LNR is the proportion of PLNs that make up ELNs and has been reported as a good predictor of outcomes in several kinds of cancer [1518]. One study that focused on right colon cancer pointed out that LNR is a potentially valuable factor in predicting the probability of tumor recurrence [15]. However, LNR also has its inherent shortcomings. When the number of PLNs is 0, the value of LNR does not change regardless of the number of ELNs. LODDS, which refers to the logarithm of the result of PLNs divided by NLNs, showed better prediction ability than LNR in several studies [1921]. Even when the PLN is 0, LODDS could differentiate patients in accordance with different ELNs. A research study reported that LODDS could be a potential factor in predicting the outcome of patients with CRC [34]. Arslan et al. further indicated that the LODDS classification showed better prediction ability in patients with ELNs less than 12 during surgery [35]. Additional studies are needed to explore which one is better.

A total of 14,039 cases of histological grades III-IV CRC were downloaded from the SEER database and randomly divided into two groups for model construction and validation. LODDS was identified in the logistic and Cox regression analyses. Meanwhile, LNR and the AJCC N staging system did not show a significant association with patient OS. Finally, a nomogram was created to visualize the results. This nomogram was built on the basis of LODDS, and it showed well prediction efficiency. This result is consistent with previous discussions.

This study has limitations. First, the cutoff value of LODDS was decided on the basis of its tertiles, as in the research conducted by Lee et al. [25]. Therefore, an optimal cutoff value should be further explored through follow-up studies to improve the reliability of this predictive model. Second, all cases involved in this study were downloaded from the SEER database. Cases from additional sources must be verified to improve the accuracy of the model.

5. Conclusion

LODDS was found to be a valuable predictive factor, and it showed better predictive ability for the OS of patients with histological grades III-IV CRC than LNR. Race, AJCC T stage, AJCC M stage, LODDS,histological type, bone metastasis, and liver metastasis were selected as isolated factors to construct a nomogram. The nomogram performed well in both groups.

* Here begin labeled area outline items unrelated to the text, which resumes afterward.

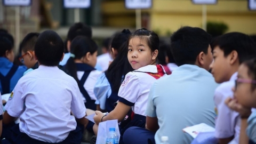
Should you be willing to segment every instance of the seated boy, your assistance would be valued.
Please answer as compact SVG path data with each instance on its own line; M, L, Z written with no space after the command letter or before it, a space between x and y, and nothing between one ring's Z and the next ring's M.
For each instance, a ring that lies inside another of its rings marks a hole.
M13 65L13 38L7 33L0 33L0 92L10 93L27 68Z
M19 60L28 68L24 75L38 68L37 60L35 59L35 44L39 33L30 33L27 34L21 42L21 57Z
M217 37L211 44L213 50L213 62L211 65L215 81L221 83L215 90L215 137L219 143L238 143L240 132L239 113L230 109L225 100L233 97L232 87L237 77L239 65L256 55L254 42L248 35L230 33Z
M38 37L35 57L39 67L21 78L5 106L4 124L20 118L12 128L13 143L81 143L88 123L86 108L76 81L57 67L63 47L53 31Z

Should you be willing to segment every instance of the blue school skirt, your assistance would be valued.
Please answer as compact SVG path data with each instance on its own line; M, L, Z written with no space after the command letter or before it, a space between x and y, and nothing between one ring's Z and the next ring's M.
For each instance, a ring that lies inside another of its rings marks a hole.
M146 116L141 115L135 114L133 119L126 126L123 127L119 127L120 131L120 140L119 141L119 144L124 143L123 142L123 135L124 132L128 129L128 128L132 126L137 126L141 128L145 128L146 125Z

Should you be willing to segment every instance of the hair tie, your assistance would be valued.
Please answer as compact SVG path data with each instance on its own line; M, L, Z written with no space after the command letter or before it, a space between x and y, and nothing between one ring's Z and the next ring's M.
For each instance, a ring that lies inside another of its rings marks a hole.
M76 57L76 55L75 55L75 54L74 54L73 53L70 53L70 57L75 58L75 57Z

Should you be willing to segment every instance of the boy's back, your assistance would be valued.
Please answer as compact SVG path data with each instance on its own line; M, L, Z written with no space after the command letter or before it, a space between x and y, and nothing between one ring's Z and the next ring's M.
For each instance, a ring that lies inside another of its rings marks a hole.
M190 143L193 138L183 129L201 123L214 127L213 98L217 86L210 73L191 65L181 66L157 81L149 94L159 126L155 136L156 143L163 135L174 143Z
M20 79L6 109L14 117L21 113L21 132L43 141L61 141L76 129L70 106L76 117L85 114L77 85L74 78L57 67L40 66Z
M86 108L77 82L58 67L63 47L53 31L37 38L35 58L39 66L18 81L5 106L4 124L20 118L19 125L12 127L12 143L81 143L88 124Z

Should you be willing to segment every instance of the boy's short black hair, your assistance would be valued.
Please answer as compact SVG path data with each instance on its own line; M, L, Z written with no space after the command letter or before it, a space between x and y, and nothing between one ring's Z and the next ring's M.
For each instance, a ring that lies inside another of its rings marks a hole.
M5 57L6 51L13 48L11 42L6 37L0 36L0 57Z
M35 45L35 54L39 63L46 66L57 66L62 57L64 44L55 31L42 33Z
M218 46L227 57L233 51L237 52L239 62L255 57L256 45L253 40L248 35L241 33L229 33L218 36L211 43L214 49Z
M14 45L14 39L13 37L8 33L5 33L4 31L0 31L0 37L4 37L7 38L11 43L12 44L12 47L13 47Z
M92 28L81 22L74 23L68 30L68 41L72 42L75 37L78 36L84 36L91 38Z
M198 54L208 53L211 36L199 28L183 27L171 36L171 51L178 66L195 65Z
M30 33L27 34L21 42L20 46L22 50L25 52L28 51L34 51L39 35L39 34L37 33Z

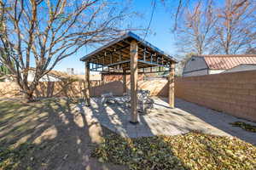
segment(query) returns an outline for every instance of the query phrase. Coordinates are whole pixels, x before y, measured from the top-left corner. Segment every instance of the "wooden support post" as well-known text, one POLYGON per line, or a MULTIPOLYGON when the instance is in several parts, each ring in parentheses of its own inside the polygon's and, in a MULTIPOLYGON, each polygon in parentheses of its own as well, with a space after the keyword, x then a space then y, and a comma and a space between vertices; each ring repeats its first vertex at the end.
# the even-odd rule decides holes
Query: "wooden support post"
POLYGON ((174 108, 174 70, 175 63, 171 63, 171 71, 169 73, 168 85, 169 85, 169 105, 174 108))
POLYGON ((131 122, 137 123, 137 42, 131 42, 131 122))
POLYGON ((126 70, 123 69, 123 95, 126 94, 126 70))
POLYGON ((90 64, 89 62, 84 62, 85 64, 85 81, 84 81, 84 96, 85 96, 85 105, 90 106, 90 64))

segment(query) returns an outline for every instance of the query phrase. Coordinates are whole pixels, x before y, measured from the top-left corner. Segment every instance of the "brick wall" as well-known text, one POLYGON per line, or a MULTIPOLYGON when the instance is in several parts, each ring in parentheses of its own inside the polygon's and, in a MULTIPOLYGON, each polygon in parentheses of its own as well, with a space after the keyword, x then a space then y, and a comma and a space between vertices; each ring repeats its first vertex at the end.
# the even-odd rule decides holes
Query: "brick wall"
POLYGON ((256 122, 256 71, 178 77, 175 95, 256 122))

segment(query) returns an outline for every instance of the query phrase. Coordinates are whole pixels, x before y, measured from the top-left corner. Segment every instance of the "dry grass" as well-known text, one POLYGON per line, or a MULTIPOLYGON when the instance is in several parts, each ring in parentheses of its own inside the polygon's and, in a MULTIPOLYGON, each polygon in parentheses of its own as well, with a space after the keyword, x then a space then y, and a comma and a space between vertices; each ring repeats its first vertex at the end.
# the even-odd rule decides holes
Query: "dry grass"
POLYGON ((123 169, 90 156, 108 133, 74 111, 77 102, 0 101, 0 170, 123 169))
POLYGON ((236 138, 200 133, 136 139, 110 135, 92 156, 137 170, 256 168, 255 146, 236 138))

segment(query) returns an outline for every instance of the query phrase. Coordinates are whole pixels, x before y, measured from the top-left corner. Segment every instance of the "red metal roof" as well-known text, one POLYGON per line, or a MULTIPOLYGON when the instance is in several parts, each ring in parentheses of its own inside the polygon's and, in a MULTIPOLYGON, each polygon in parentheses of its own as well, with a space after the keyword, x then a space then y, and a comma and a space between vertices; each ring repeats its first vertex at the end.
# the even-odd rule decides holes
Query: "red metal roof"
POLYGON ((201 55, 209 69, 227 70, 241 64, 256 64, 256 54, 201 55))

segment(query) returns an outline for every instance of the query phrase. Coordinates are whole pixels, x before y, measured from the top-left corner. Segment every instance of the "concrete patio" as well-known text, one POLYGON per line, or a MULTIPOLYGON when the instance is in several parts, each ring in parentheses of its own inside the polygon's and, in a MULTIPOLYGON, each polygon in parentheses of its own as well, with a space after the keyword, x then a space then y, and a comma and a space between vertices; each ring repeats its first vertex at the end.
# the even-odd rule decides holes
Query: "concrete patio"
POLYGON ((91 99, 91 106, 79 105, 88 121, 100 123, 123 137, 139 138, 154 135, 177 135, 190 131, 220 136, 236 136, 256 144, 256 135, 230 123, 244 120, 218 112, 184 100, 176 99, 175 109, 168 106, 167 99, 153 97, 154 107, 147 114, 139 114, 139 123, 131 124, 131 110, 124 105, 112 104, 104 106, 100 98, 91 99))

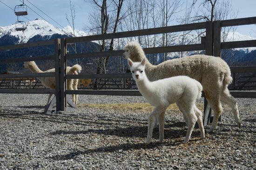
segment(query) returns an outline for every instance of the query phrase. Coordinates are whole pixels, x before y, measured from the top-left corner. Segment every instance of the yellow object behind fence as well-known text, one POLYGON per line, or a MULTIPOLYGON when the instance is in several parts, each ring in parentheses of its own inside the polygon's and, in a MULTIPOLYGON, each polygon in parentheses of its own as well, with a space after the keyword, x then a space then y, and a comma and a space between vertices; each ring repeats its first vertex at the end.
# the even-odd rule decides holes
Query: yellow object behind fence
POLYGON ((86 87, 89 86, 91 81, 92 81, 92 79, 81 79, 81 83, 84 86, 84 87, 86 87))

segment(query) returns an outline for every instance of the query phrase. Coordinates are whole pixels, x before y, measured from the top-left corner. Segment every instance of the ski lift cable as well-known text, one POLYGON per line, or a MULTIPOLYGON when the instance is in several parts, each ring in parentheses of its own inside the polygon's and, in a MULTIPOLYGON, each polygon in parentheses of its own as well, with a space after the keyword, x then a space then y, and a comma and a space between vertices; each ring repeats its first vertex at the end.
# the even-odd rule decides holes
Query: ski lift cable
MULTIPOLYGON (((6 6, 7 6, 7 7, 8 7, 9 8, 11 9, 12 10, 13 10, 14 9, 12 8, 11 7, 10 7, 9 6, 8 6, 8 5, 6 5, 6 4, 5 4, 4 3, 3 3, 3 2, 2 2, 0 0, 0 2, 2 3, 3 4, 4 4, 4 5, 5 5, 6 6)), ((50 31, 49 31, 48 30, 46 30, 45 29, 44 29, 44 28, 41 27, 40 25, 38 25, 38 24, 35 23, 33 21, 32 21, 32 20, 31 20, 30 19, 28 19, 25 16, 22 16, 22 17, 24 17, 25 18, 26 18, 29 21, 30 21, 30 22, 31 22, 32 23, 34 23, 34 25, 37 25, 37 26, 38 26, 39 27, 40 27, 40 28, 41 28, 41 29, 42 29, 43 30, 44 30, 48 32, 49 32, 49 33, 51 33, 50 31)))
MULTIPOLYGON (((8 7, 9 8, 11 9, 12 10, 13 10, 14 9, 12 8, 11 7, 10 7, 9 6, 8 6, 8 5, 6 5, 6 4, 5 4, 4 3, 3 3, 3 2, 2 2, 0 0, 0 2, 2 3, 3 4, 4 4, 4 5, 5 5, 6 6, 7 6, 7 7, 8 7)), ((45 28, 42 27, 41 26, 40 26, 40 25, 39 25, 38 24, 37 24, 36 23, 35 23, 33 21, 31 20, 30 19, 28 19, 26 17, 24 16, 22 16, 22 17, 24 17, 25 18, 26 18, 29 21, 31 22, 32 23, 34 24, 34 25, 37 25, 37 26, 38 26, 39 27, 40 27, 40 28, 42 29, 43 30, 44 30, 45 31, 47 31, 49 33, 51 33, 51 32, 49 31, 49 30, 47 30, 46 29, 45 29, 45 28)), ((64 31, 61 31, 63 33, 64 33, 66 35, 69 35, 68 34, 64 32, 64 31)))
MULTIPOLYGON (((20 1, 22 2, 21 0, 20 0, 20 1)), ((39 14, 38 13, 37 13, 37 12, 36 12, 35 11, 34 11, 33 9, 32 9, 31 7, 30 7, 28 6, 27 5, 27 6, 28 8, 30 9, 32 11, 33 11, 34 13, 36 13, 37 15, 38 15, 40 17, 41 17, 42 19, 44 19, 45 20, 46 20, 46 21, 48 22, 49 23, 49 24, 51 24, 50 23, 50 22, 49 21, 48 21, 48 20, 47 20, 47 19, 45 19, 44 18, 43 18, 43 17, 42 17, 40 14, 39 14)), ((56 26, 54 26, 54 25, 53 25, 52 24, 51 24, 51 25, 54 27, 55 27, 56 28, 57 28, 59 31, 60 31, 61 32, 62 32, 62 33, 63 33, 64 34, 66 34, 66 35, 69 35, 68 34, 67 34, 67 32, 63 31, 62 30, 61 30, 60 29, 59 29, 59 28, 56 27, 56 26)))
POLYGON ((32 4, 31 2, 30 2, 28 0, 27 0, 27 1, 28 1, 29 3, 30 3, 32 5, 34 6, 35 8, 36 8, 37 9, 38 9, 39 11, 40 11, 41 12, 42 12, 43 14, 44 14, 45 15, 47 16, 48 17, 49 17, 50 19, 51 19, 53 21, 55 22, 56 24, 57 24, 61 26, 62 28, 65 29, 67 31, 68 31, 68 30, 67 30, 65 27, 64 27, 62 25, 61 25, 61 24, 59 24, 57 21, 56 21, 55 20, 53 19, 51 17, 50 17, 49 15, 48 15, 47 14, 45 13, 44 12, 43 12, 42 10, 41 10, 40 9, 38 8, 37 6, 36 6, 32 4))
POLYGON ((21 2, 22 4, 18 5, 15 6, 14 11, 17 16, 23 16, 27 15, 27 6, 24 4, 24 0, 21 2))

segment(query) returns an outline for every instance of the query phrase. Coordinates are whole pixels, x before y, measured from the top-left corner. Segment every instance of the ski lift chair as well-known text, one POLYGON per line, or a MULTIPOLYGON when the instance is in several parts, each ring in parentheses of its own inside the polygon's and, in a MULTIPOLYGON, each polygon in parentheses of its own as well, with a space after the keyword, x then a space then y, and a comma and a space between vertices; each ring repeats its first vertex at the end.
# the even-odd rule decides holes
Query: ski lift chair
POLYGON ((15 23, 15 27, 16 31, 24 31, 27 29, 27 24, 24 21, 18 21, 15 23))
POLYGON ((14 8, 14 13, 17 16, 27 15, 27 6, 24 4, 23 0, 22 4, 16 5, 14 8))

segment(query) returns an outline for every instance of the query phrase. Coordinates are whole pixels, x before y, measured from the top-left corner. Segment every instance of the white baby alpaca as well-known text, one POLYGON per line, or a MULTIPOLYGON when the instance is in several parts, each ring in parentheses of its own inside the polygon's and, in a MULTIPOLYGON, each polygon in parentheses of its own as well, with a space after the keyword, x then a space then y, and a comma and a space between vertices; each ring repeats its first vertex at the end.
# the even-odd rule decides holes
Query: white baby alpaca
POLYGON ((200 82, 187 76, 150 82, 145 73, 145 59, 141 62, 135 63, 128 59, 128 63, 140 92, 150 104, 155 107, 148 116, 146 143, 151 142, 155 122, 157 118, 159 125, 159 142, 162 142, 165 111, 170 104, 175 102, 182 112, 188 125, 186 138, 182 143, 185 144, 189 140, 196 121, 200 129, 201 139, 204 138, 202 113, 195 106, 196 100, 201 97, 202 90, 200 82))

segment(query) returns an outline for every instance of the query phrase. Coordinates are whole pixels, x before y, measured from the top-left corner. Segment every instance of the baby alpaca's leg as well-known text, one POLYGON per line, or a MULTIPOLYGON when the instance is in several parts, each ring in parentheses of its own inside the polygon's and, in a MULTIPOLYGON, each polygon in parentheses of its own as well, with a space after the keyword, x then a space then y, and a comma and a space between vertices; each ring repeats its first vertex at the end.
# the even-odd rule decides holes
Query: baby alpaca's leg
POLYGON ((47 101, 47 105, 49 104, 50 102, 50 100, 51 100, 51 97, 53 96, 53 94, 49 94, 49 95, 48 96, 48 101, 47 101))
POLYGON ((159 143, 162 142, 164 136, 164 113, 165 112, 163 112, 158 116, 158 123, 159 126, 159 141, 158 141, 159 143))
POLYGON ((202 123, 202 113, 199 109, 196 107, 195 105, 194 107, 194 110, 195 113, 195 115, 197 118, 197 123, 199 126, 200 129, 200 133, 201 134, 201 139, 204 138, 204 128, 203 127, 203 124, 202 123))
POLYGON ((187 115, 186 114, 186 110, 185 109, 185 108, 186 108, 186 106, 184 104, 184 101, 178 101, 176 102, 176 104, 177 104, 177 106, 178 106, 180 110, 182 112, 184 120, 186 122, 186 124, 188 125, 189 123, 189 120, 188 120, 188 118, 187 117, 187 115))
POLYGON ((186 117, 188 118, 188 129, 187 132, 187 135, 186 135, 186 138, 184 141, 182 142, 182 144, 186 144, 189 141, 190 139, 190 136, 191 136, 193 130, 194 129, 194 127, 195 126, 195 122, 197 120, 197 118, 195 115, 195 113, 194 111, 194 108, 192 107, 189 108, 187 112, 185 113, 186 114, 186 117))
POLYGON ((146 144, 148 144, 151 142, 153 130, 154 129, 155 122, 159 115, 163 111, 165 110, 166 109, 166 107, 156 107, 154 108, 153 112, 148 116, 148 136, 147 137, 147 140, 146 141, 146 144))
MULTIPOLYGON (((77 85, 78 84, 78 80, 79 79, 74 79, 74 83, 73 84, 73 89, 74 90, 77 90, 77 85)), ((75 94, 75 99, 74 99, 74 104, 76 105, 77 104, 77 101, 78 101, 78 94, 75 94)))

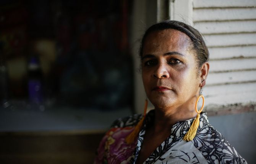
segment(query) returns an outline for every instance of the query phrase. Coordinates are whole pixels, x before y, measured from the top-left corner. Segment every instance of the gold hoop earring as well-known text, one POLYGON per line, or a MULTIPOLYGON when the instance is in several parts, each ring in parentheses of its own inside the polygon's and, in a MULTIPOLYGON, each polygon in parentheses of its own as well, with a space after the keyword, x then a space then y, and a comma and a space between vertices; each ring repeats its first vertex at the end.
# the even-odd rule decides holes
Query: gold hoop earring
POLYGON ((186 141, 191 141, 194 139, 194 137, 196 136, 196 131, 197 129, 198 128, 199 126, 199 123, 200 122, 200 113, 202 112, 204 107, 204 97, 201 94, 199 95, 199 96, 196 99, 196 105, 195 106, 195 108, 196 109, 196 111, 197 113, 197 115, 196 115, 196 117, 194 119, 192 123, 191 126, 190 128, 184 137, 183 138, 183 139, 186 141), (198 101, 200 98, 202 97, 203 99, 203 105, 202 107, 200 109, 200 110, 198 111, 198 110, 197 109, 198 103, 198 101))

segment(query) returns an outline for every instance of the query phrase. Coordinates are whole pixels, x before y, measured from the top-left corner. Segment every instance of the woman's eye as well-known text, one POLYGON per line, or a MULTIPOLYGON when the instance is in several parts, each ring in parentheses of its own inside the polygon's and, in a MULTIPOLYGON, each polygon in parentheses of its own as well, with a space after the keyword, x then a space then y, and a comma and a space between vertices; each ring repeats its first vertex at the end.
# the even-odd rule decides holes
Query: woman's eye
POLYGON ((153 61, 148 61, 145 62, 145 66, 152 65, 155 64, 155 62, 153 61))
POLYGON ((171 64, 178 64, 180 63, 181 63, 180 61, 176 59, 172 59, 169 62, 169 63, 171 64))

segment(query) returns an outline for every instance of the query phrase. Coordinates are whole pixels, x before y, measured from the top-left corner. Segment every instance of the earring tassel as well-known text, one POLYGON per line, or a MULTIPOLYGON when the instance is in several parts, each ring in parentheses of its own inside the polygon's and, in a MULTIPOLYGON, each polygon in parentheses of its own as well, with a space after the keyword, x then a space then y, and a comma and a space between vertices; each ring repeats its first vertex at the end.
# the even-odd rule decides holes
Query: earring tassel
POLYGON ((196 118, 194 120, 194 121, 193 121, 193 123, 191 125, 190 129, 183 138, 183 140, 186 141, 191 141, 196 136, 196 131, 197 131, 198 126, 199 126, 199 117, 200 114, 198 114, 196 115, 196 118))
POLYGON ((128 144, 130 144, 134 142, 135 139, 138 137, 139 133, 140 131, 141 128, 142 126, 142 124, 145 119, 146 117, 146 113, 147 113, 147 100, 146 100, 145 102, 145 106, 144 106, 144 113, 143 116, 141 119, 139 121, 139 123, 137 124, 136 126, 134 128, 134 129, 125 139, 125 141, 126 143, 128 144))
POLYGON ((201 113, 203 110, 204 105, 204 97, 203 95, 200 95, 198 98, 197 100, 196 100, 196 112, 198 113, 198 114, 196 115, 196 118, 193 121, 193 123, 192 123, 192 125, 191 125, 191 126, 188 130, 188 131, 183 138, 183 139, 186 141, 191 141, 194 139, 194 137, 196 137, 196 131, 197 131, 197 129, 198 128, 198 126, 199 126, 199 123, 200 122, 200 113, 201 113), (200 97, 202 97, 203 99, 203 105, 202 106, 200 111, 198 111, 197 110, 197 105, 200 97))

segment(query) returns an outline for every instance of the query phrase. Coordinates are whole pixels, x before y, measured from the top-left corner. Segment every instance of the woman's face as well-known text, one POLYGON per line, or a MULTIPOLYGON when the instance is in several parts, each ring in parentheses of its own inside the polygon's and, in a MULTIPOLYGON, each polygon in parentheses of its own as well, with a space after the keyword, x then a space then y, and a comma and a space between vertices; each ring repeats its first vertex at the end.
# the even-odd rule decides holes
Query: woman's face
POLYGON ((147 97, 156 108, 178 107, 191 103, 198 96, 200 78, 191 41, 172 29, 153 32, 146 38, 142 70, 147 97))

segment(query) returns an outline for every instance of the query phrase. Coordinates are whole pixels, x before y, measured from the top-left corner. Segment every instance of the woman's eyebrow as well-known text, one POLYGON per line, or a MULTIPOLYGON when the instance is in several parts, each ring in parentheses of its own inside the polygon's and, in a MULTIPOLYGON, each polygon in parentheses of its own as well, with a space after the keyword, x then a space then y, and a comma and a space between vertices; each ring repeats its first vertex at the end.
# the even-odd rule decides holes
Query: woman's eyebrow
POLYGON ((185 55, 183 55, 183 54, 181 54, 180 53, 176 51, 169 52, 169 53, 165 53, 164 54, 165 56, 167 55, 181 55, 182 56, 185 56, 185 55))
MULTIPOLYGON (((176 51, 169 52, 169 53, 165 53, 164 54, 164 55, 165 56, 168 55, 181 55, 182 56, 185 56, 185 55, 183 55, 183 54, 181 54, 180 53, 178 53, 178 52, 176 51)), ((152 55, 151 54, 148 54, 147 55, 145 55, 144 56, 142 57, 141 59, 143 60, 146 58, 156 58, 156 56, 154 55, 152 55)))

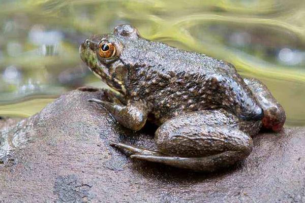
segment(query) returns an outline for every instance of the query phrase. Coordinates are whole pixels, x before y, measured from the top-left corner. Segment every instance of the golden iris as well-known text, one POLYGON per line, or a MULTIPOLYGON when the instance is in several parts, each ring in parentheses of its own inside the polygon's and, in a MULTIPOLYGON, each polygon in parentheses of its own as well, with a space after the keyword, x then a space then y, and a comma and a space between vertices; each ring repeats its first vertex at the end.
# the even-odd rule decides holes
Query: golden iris
POLYGON ((102 42, 99 44, 98 53, 102 58, 110 58, 115 54, 115 46, 107 41, 102 42))

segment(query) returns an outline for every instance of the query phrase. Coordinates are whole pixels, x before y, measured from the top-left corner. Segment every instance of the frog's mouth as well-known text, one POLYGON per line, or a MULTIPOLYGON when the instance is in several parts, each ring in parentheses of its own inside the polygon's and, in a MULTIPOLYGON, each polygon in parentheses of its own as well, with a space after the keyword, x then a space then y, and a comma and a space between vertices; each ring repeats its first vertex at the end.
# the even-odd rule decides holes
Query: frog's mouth
POLYGON ((112 63, 102 63, 97 55, 98 43, 103 38, 102 36, 94 36, 85 40, 79 47, 80 58, 89 69, 110 88, 125 95, 126 90, 124 82, 117 78, 117 74, 115 72, 115 69, 113 67, 114 65, 112 65, 112 63))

All variables involved in the nomogram were easily obtained in the clinical diagnosis and treatment of patients with CRC. The nomogram could provide a certain reference for doctors to assess the outcome of patients with histological grades III-IV CRC and choose subsequent treatment.

Data Availability

The primary data used to support the findings of this study are available from the corresponding author upon request.

Conflicts of Interest

The authors declare that there are no conflicts of interest.

Acknowledgments

This research was supported by the Huadong Medicine Joint Funds of the Zhejiang Provincial Natural Science Foundation of China under (Grant no. LHDMY22H160002) and Wenzhou Municipal Science and Technology Bureau (Grant no. Y20180085).